KB-2023-003636 - [2025] EWHC 2043 (KB)
King's / Queen's Bench Division of the High Court

KB-2023-003636 - [2025] EWHC 2043 (KB)

Fecha: 05-Ago-2025

The article

The article

33.

The article was published in three forms: in print, on a website and on an app. All three versions are substantially the same. The website version was first published on 21 September 2022. The print version was published on 24 September 2022. The headline is “Leicester and the downside with diversity”. The website and app versions have a large photograph showing two police vans, a police car and a large number of hooded men, with the caption “unrest in Leicester.” The article opens with the observation “…if you import the world’s people you import the world’s problems.” It then describes one of the “downsides” as the disturbances which had taken place in Leicester which, it was said, “initially broke out between local Muslims and Hindus in the last days of August.” The following was said about the claimant:

“Hindu and Muslim groups across social media started to call for their men to come out on the streets – which they did. The Hindus chanted ‘Jai Shree Ram’ (‘Praise Lord Ram’) and some were filmed carrying weapons. Muslims retaliated in kind and in one video were seen setting light to a Hindu flag. This inflamed tensions further and became a political scandal in the Indian media.

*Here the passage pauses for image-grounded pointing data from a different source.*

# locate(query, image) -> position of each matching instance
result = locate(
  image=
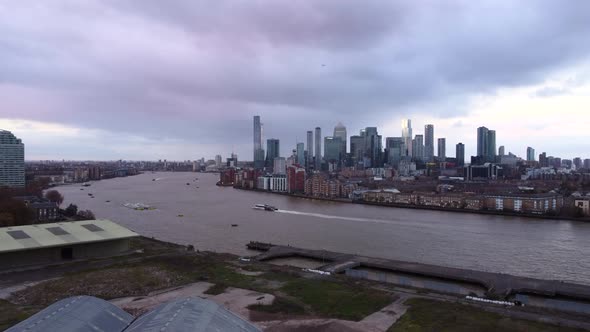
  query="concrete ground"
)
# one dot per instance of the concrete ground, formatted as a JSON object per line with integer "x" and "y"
{"x": 237, "y": 300}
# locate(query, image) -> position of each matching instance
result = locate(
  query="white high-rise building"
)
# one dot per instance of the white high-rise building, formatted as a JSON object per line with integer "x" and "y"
{"x": 429, "y": 142}
{"x": 279, "y": 165}
{"x": 340, "y": 131}
{"x": 318, "y": 148}
{"x": 418, "y": 148}
{"x": 258, "y": 150}
{"x": 12, "y": 160}
{"x": 442, "y": 149}
{"x": 309, "y": 148}
{"x": 407, "y": 136}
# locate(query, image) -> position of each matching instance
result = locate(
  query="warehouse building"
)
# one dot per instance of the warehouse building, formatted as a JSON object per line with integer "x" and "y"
{"x": 87, "y": 313}
{"x": 56, "y": 242}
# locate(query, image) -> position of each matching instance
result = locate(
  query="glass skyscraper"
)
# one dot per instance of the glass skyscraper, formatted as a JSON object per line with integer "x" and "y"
{"x": 258, "y": 150}
{"x": 318, "y": 148}
{"x": 429, "y": 142}
{"x": 12, "y": 160}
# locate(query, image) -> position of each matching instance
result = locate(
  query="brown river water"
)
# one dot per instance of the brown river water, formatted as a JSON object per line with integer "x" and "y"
{"x": 545, "y": 249}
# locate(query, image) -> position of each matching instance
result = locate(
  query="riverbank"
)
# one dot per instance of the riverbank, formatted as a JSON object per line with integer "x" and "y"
{"x": 422, "y": 207}
{"x": 285, "y": 298}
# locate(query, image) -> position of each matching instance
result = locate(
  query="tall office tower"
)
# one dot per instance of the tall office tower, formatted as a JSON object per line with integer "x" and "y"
{"x": 357, "y": 148}
{"x": 429, "y": 142}
{"x": 340, "y": 131}
{"x": 543, "y": 160}
{"x": 394, "y": 147}
{"x": 491, "y": 145}
{"x": 460, "y": 154}
{"x": 373, "y": 147}
{"x": 333, "y": 149}
{"x": 482, "y": 142}
{"x": 418, "y": 148}
{"x": 300, "y": 154}
{"x": 12, "y": 160}
{"x": 318, "y": 148}
{"x": 530, "y": 154}
{"x": 309, "y": 148}
{"x": 442, "y": 149}
{"x": 279, "y": 165}
{"x": 272, "y": 151}
{"x": 258, "y": 150}
{"x": 407, "y": 136}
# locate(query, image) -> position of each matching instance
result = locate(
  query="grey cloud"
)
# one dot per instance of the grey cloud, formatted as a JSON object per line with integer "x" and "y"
{"x": 199, "y": 70}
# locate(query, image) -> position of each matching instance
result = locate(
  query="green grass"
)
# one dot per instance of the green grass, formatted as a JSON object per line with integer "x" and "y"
{"x": 338, "y": 300}
{"x": 431, "y": 315}
{"x": 216, "y": 289}
{"x": 10, "y": 314}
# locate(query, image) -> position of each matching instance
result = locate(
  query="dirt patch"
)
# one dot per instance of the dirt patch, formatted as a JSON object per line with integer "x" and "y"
{"x": 130, "y": 281}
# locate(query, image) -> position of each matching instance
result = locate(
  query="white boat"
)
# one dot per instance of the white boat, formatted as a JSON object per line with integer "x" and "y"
{"x": 264, "y": 207}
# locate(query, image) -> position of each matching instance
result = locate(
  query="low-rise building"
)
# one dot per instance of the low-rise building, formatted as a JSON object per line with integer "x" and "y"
{"x": 534, "y": 204}
{"x": 44, "y": 209}
{"x": 54, "y": 242}
{"x": 584, "y": 205}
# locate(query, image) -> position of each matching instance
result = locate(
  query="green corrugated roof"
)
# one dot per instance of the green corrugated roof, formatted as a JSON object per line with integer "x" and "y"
{"x": 38, "y": 236}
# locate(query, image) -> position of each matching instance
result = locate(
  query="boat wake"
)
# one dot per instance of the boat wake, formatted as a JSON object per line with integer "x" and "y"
{"x": 327, "y": 216}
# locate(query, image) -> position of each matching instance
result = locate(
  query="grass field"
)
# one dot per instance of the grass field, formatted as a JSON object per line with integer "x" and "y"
{"x": 430, "y": 315}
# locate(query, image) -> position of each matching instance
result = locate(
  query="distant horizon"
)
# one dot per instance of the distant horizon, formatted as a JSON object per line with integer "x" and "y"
{"x": 141, "y": 81}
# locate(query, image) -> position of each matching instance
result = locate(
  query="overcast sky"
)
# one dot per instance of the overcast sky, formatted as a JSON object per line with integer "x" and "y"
{"x": 177, "y": 80}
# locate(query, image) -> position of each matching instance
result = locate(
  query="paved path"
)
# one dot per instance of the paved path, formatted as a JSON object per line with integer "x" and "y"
{"x": 497, "y": 284}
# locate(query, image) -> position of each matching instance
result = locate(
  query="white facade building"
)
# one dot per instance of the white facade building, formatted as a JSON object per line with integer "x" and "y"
{"x": 12, "y": 160}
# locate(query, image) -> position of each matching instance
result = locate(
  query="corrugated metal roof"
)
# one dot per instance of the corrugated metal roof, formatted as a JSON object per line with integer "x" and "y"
{"x": 61, "y": 233}
{"x": 78, "y": 313}
{"x": 191, "y": 314}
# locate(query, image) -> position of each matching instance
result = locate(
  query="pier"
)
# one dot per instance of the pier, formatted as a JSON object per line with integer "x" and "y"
{"x": 496, "y": 284}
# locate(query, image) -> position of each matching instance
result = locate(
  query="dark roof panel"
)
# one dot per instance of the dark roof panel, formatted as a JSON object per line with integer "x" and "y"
{"x": 57, "y": 231}
{"x": 18, "y": 235}
{"x": 191, "y": 314}
{"x": 92, "y": 228}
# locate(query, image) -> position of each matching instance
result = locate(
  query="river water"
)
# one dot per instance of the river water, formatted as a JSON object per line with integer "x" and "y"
{"x": 544, "y": 249}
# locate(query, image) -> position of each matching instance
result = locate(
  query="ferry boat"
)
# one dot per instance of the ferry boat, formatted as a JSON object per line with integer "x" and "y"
{"x": 264, "y": 207}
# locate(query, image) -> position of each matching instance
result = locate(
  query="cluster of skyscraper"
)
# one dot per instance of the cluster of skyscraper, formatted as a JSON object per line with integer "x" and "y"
{"x": 366, "y": 150}
{"x": 12, "y": 160}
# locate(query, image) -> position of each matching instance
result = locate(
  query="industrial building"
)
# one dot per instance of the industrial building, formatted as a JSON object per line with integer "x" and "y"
{"x": 87, "y": 313}
{"x": 55, "y": 242}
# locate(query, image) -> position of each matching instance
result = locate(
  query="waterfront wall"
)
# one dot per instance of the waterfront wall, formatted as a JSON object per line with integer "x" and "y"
{"x": 424, "y": 207}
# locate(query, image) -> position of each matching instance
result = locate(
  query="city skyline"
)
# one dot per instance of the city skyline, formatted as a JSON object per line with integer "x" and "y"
{"x": 164, "y": 84}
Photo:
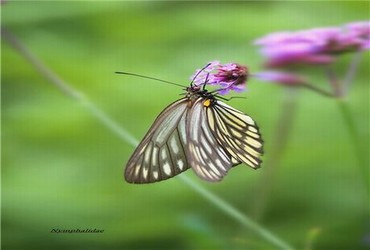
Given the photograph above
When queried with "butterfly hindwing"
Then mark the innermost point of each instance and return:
(161, 155)
(236, 132)
(206, 156)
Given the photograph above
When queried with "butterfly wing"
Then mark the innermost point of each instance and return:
(236, 132)
(160, 155)
(206, 156)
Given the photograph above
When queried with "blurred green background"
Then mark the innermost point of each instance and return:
(61, 168)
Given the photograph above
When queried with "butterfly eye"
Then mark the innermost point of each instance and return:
(207, 103)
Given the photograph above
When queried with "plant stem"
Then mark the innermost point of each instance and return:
(122, 133)
(334, 82)
(282, 131)
(316, 89)
(347, 117)
(348, 79)
(236, 214)
(360, 151)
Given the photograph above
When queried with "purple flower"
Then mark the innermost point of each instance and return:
(230, 76)
(314, 46)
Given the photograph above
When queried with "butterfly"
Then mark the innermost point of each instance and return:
(198, 131)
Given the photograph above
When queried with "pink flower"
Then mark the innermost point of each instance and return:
(314, 46)
(231, 76)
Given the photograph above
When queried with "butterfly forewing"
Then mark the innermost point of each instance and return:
(205, 155)
(236, 132)
(160, 155)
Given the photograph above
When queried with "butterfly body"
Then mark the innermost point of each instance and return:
(199, 132)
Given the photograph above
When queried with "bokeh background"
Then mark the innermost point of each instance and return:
(61, 168)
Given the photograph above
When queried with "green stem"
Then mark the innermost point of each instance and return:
(236, 214)
(360, 151)
(127, 137)
(282, 131)
(316, 89)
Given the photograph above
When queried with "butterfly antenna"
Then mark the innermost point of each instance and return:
(149, 77)
(195, 77)
(228, 99)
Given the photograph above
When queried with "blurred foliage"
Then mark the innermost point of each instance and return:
(62, 169)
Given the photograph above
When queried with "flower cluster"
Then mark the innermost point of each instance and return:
(230, 76)
(314, 46)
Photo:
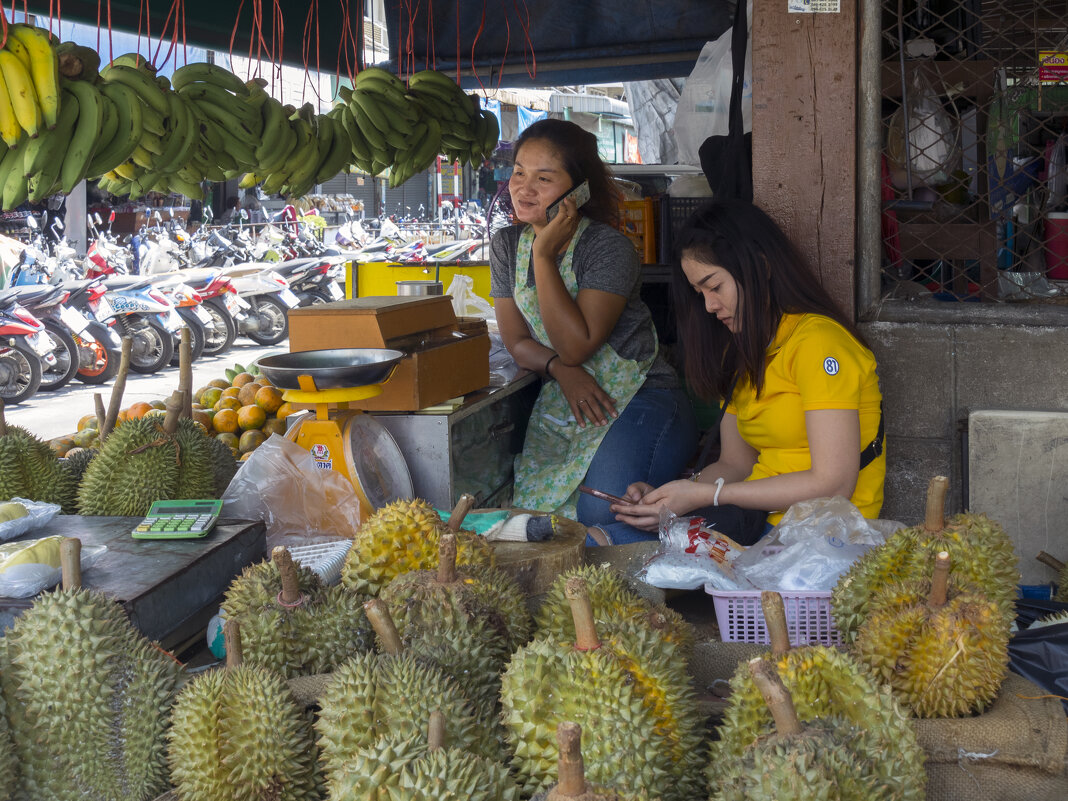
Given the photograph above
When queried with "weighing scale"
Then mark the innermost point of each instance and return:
(339, 437)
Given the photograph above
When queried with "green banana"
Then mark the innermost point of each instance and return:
(184, 76)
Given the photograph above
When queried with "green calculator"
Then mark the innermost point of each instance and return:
(178, 519)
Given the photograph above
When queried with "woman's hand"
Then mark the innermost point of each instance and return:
(589, 402)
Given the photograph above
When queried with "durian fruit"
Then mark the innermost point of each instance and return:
(825, 682)
(629, 691)
(291, 622)
(571, 773)
(373, 695)
(980, 550)
(828, 758)
(30, 469)
(612, 601)
(401, 537)
(145, 460)
(466, 621)
(88, 700)
(237, 734)
(942, 647)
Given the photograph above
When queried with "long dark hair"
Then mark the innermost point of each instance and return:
(773, 279)
(577, 147)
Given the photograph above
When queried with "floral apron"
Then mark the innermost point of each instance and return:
(558, 452)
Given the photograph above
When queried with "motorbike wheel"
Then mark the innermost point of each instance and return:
(198, 335)
(153, 346)
(273, 320)
(60, 374)
(221, 338)
(19, 373)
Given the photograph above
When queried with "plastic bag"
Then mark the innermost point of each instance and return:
(30, 566)
(704, 105)
(281, 485)
(37, 514)
(813, 545)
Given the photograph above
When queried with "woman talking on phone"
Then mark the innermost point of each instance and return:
(803, 413)
(566, 288)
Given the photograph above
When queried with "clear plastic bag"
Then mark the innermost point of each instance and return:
(37, 514)
(281, 485)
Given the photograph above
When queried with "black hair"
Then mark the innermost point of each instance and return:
(772, 279)
(577, 147)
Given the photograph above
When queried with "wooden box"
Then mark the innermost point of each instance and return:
(446, 357)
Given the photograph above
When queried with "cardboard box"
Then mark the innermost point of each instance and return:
(446, 357)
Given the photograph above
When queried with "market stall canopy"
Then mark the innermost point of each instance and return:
(520, 44)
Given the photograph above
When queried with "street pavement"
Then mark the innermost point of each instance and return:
(56, 413)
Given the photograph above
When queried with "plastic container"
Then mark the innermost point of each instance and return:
(809, 617)
(1056, 245)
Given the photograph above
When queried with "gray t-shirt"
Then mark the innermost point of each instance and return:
(607, 261)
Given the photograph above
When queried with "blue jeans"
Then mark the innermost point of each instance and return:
(652, 441)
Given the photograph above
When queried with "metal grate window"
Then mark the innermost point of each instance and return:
(974, 112)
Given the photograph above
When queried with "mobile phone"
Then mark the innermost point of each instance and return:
(603, 496)
(580, 193)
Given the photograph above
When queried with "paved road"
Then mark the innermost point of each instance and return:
(56, 413)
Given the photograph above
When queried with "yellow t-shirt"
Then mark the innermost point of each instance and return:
(813, 363)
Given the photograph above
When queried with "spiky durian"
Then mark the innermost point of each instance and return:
(30, 469)
(629, 691)
(401, 537)
(237, 734)
(980, 550)
(88, 722)
(466, 621)
(823, 682)
(825, 759)
(943, 648)
(291, 623)
(571, 781)
(613, 601)
(148, 459)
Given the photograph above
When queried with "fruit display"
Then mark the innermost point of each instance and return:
(401, 537)
(823, 682)
(293, 624)
(629, 691)
(837, 759)
(943, 647)
(979, 550)
(613, 601)
(237, 734)
(87, 700)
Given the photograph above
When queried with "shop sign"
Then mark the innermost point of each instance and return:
(1052, 66)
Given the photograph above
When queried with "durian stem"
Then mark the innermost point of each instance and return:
(71, 562)
(582, 612)
(381, 622)
(446, 559)
(775, 695)
(289, 576)
(940, 581)
(935, 516)
(459, 512)
(774, 618)
(1050, 561)
(118, 389)
(571, 780)
(436, 731)
(232, 642)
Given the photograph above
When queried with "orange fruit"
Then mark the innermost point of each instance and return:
(248, 393)
(251, 440)
(224, 421)
(251, 417)
(268, 398)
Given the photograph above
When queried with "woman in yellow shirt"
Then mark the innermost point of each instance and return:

Soon charming people like Mohammed Hijab, who rotates between presenting himself as a reasoned interlocutor and a street agitator, arrived on the scene. Hijab made a slight name for himself last year by whipping up a mob on the streets of London. At one anti-Israel protest addressed by Hijab in inflammatory terms, a masked man was filmed chanting “We’ll find some Jews. We want their blood”, though Hijab says he had left the protest by that time and later tried to calm things down. Of course, the police did nothing much about the crowd itself, for the belief of the British police these days is that as long as a mob can be dispersed at some point, it counts as a great victory for the force.

This week Hijab cropped up in Leicester to whip up his followers. Among other things he told them that Hindus are ridiculous people, not least because of their belief in reincarnation. Hijab claimed that the Hindus must live in fear because they have been reincarnated as such “pathetic, weak cowardly people.” “I’d rather be an animal,” he went on.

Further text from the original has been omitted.